Bugs/non-portable assumptions in libstdc++

Chris Lattner sabre@nondot.org
Fri Nov 19 17:31:00 GMT 2004


Hi all,

I've recently had a Truely Horrible Debugging Experience (tm), which I
have tracked down to something that I believe is a libstdc++ bug.  Here's
an example:

libstdc++-v3/include/bits/locale_classes.h:465:

    // NB: This class is always a static data member, and thus can be
    // counted on to be zero-initialized.
    /// Constructor.
    id() { }

>From my understanding of the standard, I don't think that this is a legal
optimization to make.  You are assuming that unconstructed memory starts
out zero initialized, which is not always the case.  Granted, this is the
case on unix and many other systems for static members, because the OS
zeros out pages before giving them to the process.  However, I believe it
still is making non-standard assumptions.

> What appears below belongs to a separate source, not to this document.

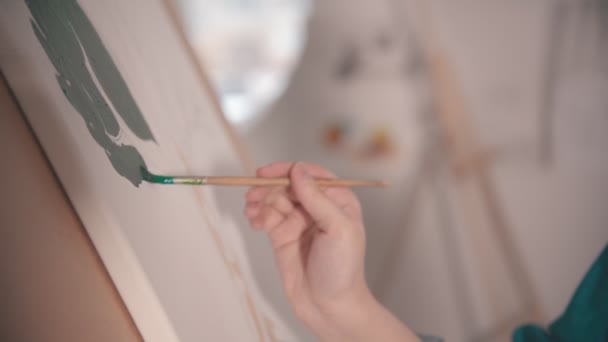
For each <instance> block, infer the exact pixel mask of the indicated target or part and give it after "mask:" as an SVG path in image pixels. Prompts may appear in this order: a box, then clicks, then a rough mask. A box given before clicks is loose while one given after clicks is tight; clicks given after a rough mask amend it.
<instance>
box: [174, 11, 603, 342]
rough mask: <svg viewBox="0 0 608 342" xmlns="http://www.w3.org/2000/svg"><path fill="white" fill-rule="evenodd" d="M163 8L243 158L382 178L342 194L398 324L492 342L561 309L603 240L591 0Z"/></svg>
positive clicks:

If you're curious, this is breaking with llvmg++, because the optimizer
keeps track of uninitialized memory and optimizes based off of that
information.  In this case, it's seeing loads from uninitialized data, and
just deletes them.

With this as background, I have two questions for the list: 1. Do you
agree that this is really a bug/non-portable assumption?  2. Do you know
of any other places in libstdc++ where this 'optimization' (eliding the
initialization) is done?

Thanks for the help, libstdc++ is great work!